You might want to store email collected based on your purpose. For example, if you have a real estate website and a internet shopping website, then information collected should be stored into two different categories (tables in MySQL database).
First, you need to activate XAMPP on your PC, both Apache and MySQL. At browser URL, go to "http://localhost/phpmyadmin/". Go to top menu bar and select "Database". To create a new database for our tutorial, enter "email_collection" and press "Create" button, as shown in the picture below.
You can download the source file for PHP cURL Email Extractor from here.
Note: Check out the sample code at bottom of this article.
Go to "email_collection" database and you will find that it is still empty. Select "SQL", cut and paste query below into blank space and click "Go".
CREATE TABLE IF NOT EXISTS `contact_info` ( `id` int(12) NOT NULL AUTO_INCREMENT, `name` varchar(128) NOT NULL, `email` varchar(128) NOT NULL, `phone` varchar(128) NOT NULL, PRIMARY KEY (`id`), UNIQUE KEY `email` (`email`) ) ENGINE=InnoDB DEFAULT CHARSET=utf8;
A table "contact_info" is created under database "email_collection".
Click "contact_info" and there are four data columns.

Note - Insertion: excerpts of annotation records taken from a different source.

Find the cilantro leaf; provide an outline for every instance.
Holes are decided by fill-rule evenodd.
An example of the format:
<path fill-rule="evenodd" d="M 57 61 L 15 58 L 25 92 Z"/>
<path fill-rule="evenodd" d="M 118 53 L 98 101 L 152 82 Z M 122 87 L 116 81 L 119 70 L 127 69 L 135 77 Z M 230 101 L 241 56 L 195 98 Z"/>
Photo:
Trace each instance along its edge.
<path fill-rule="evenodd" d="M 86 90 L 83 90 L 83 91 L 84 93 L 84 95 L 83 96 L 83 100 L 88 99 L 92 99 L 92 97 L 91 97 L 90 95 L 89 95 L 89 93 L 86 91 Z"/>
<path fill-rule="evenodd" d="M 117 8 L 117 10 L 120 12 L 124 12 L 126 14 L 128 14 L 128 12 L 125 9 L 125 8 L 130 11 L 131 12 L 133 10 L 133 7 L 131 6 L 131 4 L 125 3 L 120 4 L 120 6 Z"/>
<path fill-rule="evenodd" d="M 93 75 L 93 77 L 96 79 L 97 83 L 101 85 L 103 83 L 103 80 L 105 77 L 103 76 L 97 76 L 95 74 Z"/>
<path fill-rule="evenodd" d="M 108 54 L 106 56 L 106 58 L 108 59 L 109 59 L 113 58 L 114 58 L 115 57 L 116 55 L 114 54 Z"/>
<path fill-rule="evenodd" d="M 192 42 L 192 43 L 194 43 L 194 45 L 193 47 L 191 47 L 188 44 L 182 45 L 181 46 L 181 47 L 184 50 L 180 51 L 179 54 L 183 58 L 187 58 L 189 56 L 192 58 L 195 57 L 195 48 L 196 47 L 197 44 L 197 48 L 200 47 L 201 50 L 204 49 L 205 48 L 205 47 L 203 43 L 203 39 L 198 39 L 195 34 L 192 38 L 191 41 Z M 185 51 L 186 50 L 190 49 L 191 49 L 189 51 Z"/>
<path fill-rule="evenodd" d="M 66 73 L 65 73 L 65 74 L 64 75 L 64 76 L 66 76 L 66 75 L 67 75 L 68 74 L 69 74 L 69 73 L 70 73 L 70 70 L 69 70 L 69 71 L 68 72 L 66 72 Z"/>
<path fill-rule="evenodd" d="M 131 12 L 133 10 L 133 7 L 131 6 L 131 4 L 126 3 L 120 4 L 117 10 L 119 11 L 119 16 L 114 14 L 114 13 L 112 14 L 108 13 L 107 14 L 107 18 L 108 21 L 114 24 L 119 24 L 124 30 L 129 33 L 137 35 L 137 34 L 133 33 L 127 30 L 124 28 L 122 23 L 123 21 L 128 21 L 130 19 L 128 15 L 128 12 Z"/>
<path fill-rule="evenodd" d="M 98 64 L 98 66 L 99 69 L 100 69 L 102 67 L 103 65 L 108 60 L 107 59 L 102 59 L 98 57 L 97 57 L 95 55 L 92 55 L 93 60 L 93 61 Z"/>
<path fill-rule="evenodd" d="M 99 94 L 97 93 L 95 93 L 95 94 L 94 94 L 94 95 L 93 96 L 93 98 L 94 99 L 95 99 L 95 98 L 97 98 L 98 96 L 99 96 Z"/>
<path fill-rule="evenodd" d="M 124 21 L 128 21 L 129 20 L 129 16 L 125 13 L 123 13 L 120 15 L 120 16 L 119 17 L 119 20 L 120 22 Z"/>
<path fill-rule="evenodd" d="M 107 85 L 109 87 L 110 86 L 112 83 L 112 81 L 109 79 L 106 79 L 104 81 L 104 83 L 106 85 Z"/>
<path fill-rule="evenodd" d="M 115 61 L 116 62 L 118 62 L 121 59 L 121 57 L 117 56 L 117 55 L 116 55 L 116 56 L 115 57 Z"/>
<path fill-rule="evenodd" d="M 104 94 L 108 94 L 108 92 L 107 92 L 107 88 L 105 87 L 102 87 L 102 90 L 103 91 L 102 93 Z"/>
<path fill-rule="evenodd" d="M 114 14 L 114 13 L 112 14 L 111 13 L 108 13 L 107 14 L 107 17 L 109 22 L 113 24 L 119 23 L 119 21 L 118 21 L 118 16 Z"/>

Here we create a column "id" that will automatically increment each time a new entry is added to the table. "name", "email" and "phone" will store data collected. The data column is defined as "UNIQUE KEY" so that no the same emails will store more than once in the database. For example, you have collected and stored an email into database, the same email might be found when you run the script on another website. In this case, we just keep the first and ignore the second one.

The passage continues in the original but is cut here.